What and Why: Devil weed is considered one of the world’s worst 100 invasive species according to Oahu Invasive Species Committee (OISC), and is thought to have the potential to be extremely invasive to Hawaiʻi. The plant’s name comes from its leaves, which have three veins that look like a pitch fork. The shrub has pale purple, triangular shaped leaves with toothed edges. When crushed, the plant has a distinct smell of turpentine. The spread of this invasive plant is exacerbated by its tiny fruits, which have soft white hairs that can easily be carried by the wind and water, or eaten and spread by birds. The hairs may also attach themselves like Velcro to passing animals, including human hikers.
A major concern in Hawai‘i is devil weed being toxic to livestock such as cows and horses. In addition, like many invasive plants, devil weed can impede the growth of native species by shading them out and releasing toxins into surrounding soil. It consumes large amounts of water, and therefore negatively affects soil nutrient levels.
Where: First detected in Kahuku Training Area in 2011, devil weed has since been found in other locations around Oʻahu, including Kahana Valley, Pūpūkea and ʻAiea. OISC’s management goal for devil weed is island-wide detection and eradication.

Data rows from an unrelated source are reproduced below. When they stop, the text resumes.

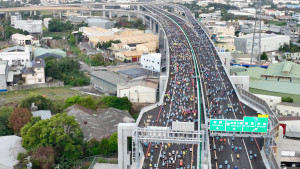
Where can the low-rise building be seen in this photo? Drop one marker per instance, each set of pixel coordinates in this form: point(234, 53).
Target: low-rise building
point(46, 22)
point(95, 31)
point(151, 61)
point(149, 47)
point(17, 53)
point(14, 18)
point(20, 39)
point(42, 53)
point(31, 26)
point(107, 81)
point(106, 24)
point(272, 101)
point(144, 91)
point(34, 72)
point(3, 75)
point(269, 42)
point(287, 109)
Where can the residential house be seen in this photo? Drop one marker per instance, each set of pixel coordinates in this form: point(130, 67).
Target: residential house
point(34, 73)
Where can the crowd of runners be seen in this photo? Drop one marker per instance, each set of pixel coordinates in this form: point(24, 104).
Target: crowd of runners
point(180, 100)
point(180, 103)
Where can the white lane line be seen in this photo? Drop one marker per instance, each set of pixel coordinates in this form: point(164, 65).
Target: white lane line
point(247, 154)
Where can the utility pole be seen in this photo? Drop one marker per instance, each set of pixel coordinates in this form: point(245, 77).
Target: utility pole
point(256, 40)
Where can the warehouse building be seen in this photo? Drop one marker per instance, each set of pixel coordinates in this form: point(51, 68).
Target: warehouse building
point(269, 42)
point(151, 61)
point(31, 26)
point(106, 24)
point(142, 91)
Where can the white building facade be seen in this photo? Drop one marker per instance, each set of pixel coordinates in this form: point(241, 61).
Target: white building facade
point(138, 92)
point(288, 109)
point(20, 39)
point(151, 61)
point(14, 54)
point(269, 42)
point(31, 26)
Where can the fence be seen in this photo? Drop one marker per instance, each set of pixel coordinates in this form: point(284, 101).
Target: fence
point(261, 104)
point(34, 86)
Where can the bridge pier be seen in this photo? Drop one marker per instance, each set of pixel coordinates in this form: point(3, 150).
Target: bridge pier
point(103, 13)
point(110, 15)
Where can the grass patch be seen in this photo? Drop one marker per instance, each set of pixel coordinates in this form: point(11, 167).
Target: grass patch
point(53, 93)
point(257, 91)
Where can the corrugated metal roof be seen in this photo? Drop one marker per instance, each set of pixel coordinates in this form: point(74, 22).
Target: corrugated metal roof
point(44, 114)
point(286, 69)
point(276, 86)
point(110, 77)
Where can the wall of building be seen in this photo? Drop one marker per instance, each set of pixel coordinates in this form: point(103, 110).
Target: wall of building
point(103, 85)
point(150, 62)
point(34, 86)
point(24, 57)
point(286, 110)
point(241, 81)
point(270, 100)
point(138, 94)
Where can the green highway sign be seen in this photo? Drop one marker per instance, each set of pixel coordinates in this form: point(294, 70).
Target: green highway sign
point(248, 124)
point(255, 124)
point(234, 125)
point(217, 125)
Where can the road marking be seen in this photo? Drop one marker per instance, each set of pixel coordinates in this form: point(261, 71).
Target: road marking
point(247, 154)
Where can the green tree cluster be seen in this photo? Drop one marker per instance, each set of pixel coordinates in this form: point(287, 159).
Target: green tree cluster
point(66, 69)
point(57, 25)
point(103, 147)
point(41, 102)
point(61, 132)
point(287, 99)
point(5, 113)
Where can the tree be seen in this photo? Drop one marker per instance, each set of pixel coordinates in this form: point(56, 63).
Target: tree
point(5, 113)
point(43, 157)
point(19, 118)
point(61, 132)
point(72, 40)
point(287, 99)
point(264, 56)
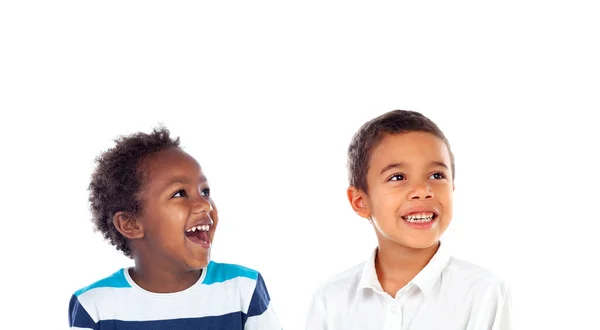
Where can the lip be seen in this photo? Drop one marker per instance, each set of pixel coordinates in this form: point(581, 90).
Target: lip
point(421, 225)
point(205, 220)
point(419, 210)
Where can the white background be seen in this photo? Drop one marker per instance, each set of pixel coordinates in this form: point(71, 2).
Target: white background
point(266, 95)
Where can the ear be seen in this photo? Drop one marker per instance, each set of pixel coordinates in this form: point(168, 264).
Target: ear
point(128, 225)
point(359, 201)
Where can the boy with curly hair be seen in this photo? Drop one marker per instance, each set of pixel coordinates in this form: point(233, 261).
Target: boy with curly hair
point(152, 201)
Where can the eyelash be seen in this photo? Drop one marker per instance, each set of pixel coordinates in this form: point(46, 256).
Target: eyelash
point(442, 176)
point(205, 192)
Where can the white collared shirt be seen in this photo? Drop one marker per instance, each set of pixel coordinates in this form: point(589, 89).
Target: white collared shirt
point(448, 294)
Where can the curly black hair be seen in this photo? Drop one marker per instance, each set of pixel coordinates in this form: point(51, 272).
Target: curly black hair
point(372, 132)
point(117, 179)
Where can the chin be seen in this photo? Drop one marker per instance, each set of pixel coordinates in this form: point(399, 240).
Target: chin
point(419, 243)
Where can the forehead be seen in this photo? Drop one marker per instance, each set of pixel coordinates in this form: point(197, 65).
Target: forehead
point(409, 148)
point(171, 163)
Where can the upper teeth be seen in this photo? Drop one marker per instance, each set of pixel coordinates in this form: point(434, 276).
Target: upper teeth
point(201, 227)
point(420, 217)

Who: In the last year, our teams found and uprooted over 500 devil weed plants, from seedlings to 8 ft tall ones! An exciting aspect of this project is that the teams consist entirely of volunteer pet dogs and their owners. Citizen science meets canine scent detection. We have been impressed with the dogsʻ ability to lead their handlers to plants that are visually obscured by thick vegetation or distance. We are currently expanding the program, with new teams in training, and new trails being covered. We report all of our findings to O‘ahu Invasive Species Committee, and we receive their guidance on which priority trails and areas to survey.